Friday, April 10, 2020

Take the First Choice: A Reflection

One thing that strikes me on facing the pandemic on Good Friday is how it gives us the opportunity to reflect on how powerless and dismayed the original followers of Christ  might have felt, seeing Our Lord captured, mistreated, unjustly judged, and executed. We might be tempted to think, things aren’t supposed to be this way! We might also reflect on Christians throughout history who faced privation, persecution, and other suffering. Again, we might be tempted to think, things aren’t supposed to be this way!


But, since things are this way, we have few options. We can recognize that following Christ is not a guarantee for a life free from suffering but continue to trust in Him, we can look for some sort of scapegoat, or we can fall into doubt that God is who the Church proclaim Him to be.


The Christian needs to take the first path. But we are weak, and are often tempted to take the second or third choice. Sometimes we think they are the reasonable choice. But both of those choices means we must deny some teaching of Our Lord.


The second choice—finding a scapegoat—falls into the temptation of saying we should have a strife free life as Christians, but somebody’s to blame when it happens. This kind of mindset ignores the fact that Our Lord warned us that persecutions and trials would come. In the most extreme examples, we have the vicious customs in Germanic countries where people looked for witches who “caused” the disaster. Unfortunately, while the barbaric treatment has ended, the thinking continues where people tell us: It’s the fault of X that we’re suffering.


The third choice—falling into doubt about what God is—was displayed by the disciples on the Road to Emmaus:


And he replied to them, “What sort of things?” They said to him, “The things that happened to Jesus the Nazarene, who was a prophet mighty in deed and word before God and all the people, how our chief priests and rulers both handed him over to a sentence of death and crucified him. But we were hoping that he would be the one to redeem Israel; and besides all this, it is now the third day since this took place. (Luke 24:19-21)

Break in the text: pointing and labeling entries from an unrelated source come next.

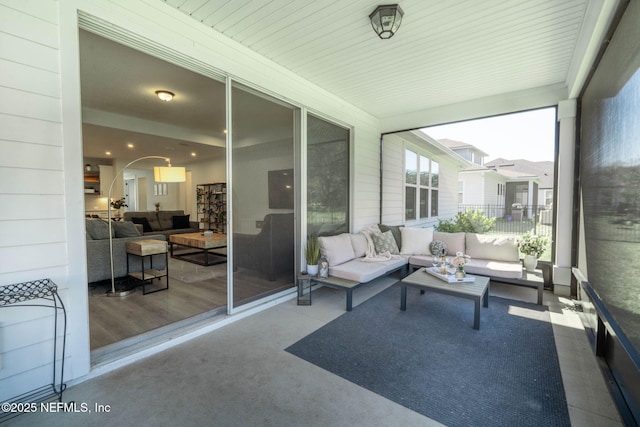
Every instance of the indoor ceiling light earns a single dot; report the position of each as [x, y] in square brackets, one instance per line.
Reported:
[169, 174]
[386, 20]
[165, 95]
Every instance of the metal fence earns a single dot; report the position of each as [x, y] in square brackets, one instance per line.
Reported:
[517, 219]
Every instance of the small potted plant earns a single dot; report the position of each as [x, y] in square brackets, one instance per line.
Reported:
[532, 246]
[118, 204]
[458, 262]
[312, 254]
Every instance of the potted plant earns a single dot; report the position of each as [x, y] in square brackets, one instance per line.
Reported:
[312, 254]
[532, 246]
[118, 204]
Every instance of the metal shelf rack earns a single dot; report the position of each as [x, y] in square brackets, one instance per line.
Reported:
[39, 293]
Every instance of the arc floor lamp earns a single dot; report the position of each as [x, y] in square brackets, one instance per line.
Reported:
[160, 174]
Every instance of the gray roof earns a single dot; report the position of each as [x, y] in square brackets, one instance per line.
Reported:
[544, 170]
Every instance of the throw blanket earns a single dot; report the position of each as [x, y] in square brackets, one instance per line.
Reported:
[370, 255]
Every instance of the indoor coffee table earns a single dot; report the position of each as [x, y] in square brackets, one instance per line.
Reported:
[203, 244]
[478, 290]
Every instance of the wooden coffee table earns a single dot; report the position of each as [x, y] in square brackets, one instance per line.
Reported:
[478, 291]
[203, 244]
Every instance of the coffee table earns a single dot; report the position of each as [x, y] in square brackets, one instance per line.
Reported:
[478, 291]
[203, 244]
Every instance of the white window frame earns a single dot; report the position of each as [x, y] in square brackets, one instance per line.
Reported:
[418, 186]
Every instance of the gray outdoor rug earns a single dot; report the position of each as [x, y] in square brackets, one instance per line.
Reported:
[431, 360]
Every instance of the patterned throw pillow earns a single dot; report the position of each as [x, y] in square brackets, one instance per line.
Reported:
[385, 242]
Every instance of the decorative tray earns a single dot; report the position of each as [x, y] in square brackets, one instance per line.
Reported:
[449, 278]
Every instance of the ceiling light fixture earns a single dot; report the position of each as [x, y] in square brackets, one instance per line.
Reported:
[386, 20]
[165, 95]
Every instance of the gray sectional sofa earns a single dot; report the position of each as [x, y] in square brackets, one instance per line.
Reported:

Because Jesus had suffered and died, they doubted that He was able to do as He claimed. I was reminded of this when I watched the film Silence where the main character was forced to watch other Christians suffer, and allowed himself to think that the outcome he saw was because of God’s not caring or not being able to respond. He ended up apostasizing from the Faith.


As we face the future of quarantining for God alone knows how long, we might be tempted to fall into the second or third option in dealing with it. But as Christians, we must choose the first option, trusting in God that He is in control, despite what happens to us in this life. That doesn’t just mean “passively accept injustice” or “treat the physical as meaningless.” It means trust in God as in control of the universe and trust in His love to seek our ultimate good.


It’s not wrong to pray for deliverance. But let’s just remember that something bad happening to us does not mean that somebody else must be to blame or that God is failing us.





(†) While some people think the Church invented “trials of ordeal” and “witch burning,” these customs began with the pre-Christian Germanic tribes. Unfortunately, these customs were not ended when those lands became Christian. They were not used where the Inquisition existed.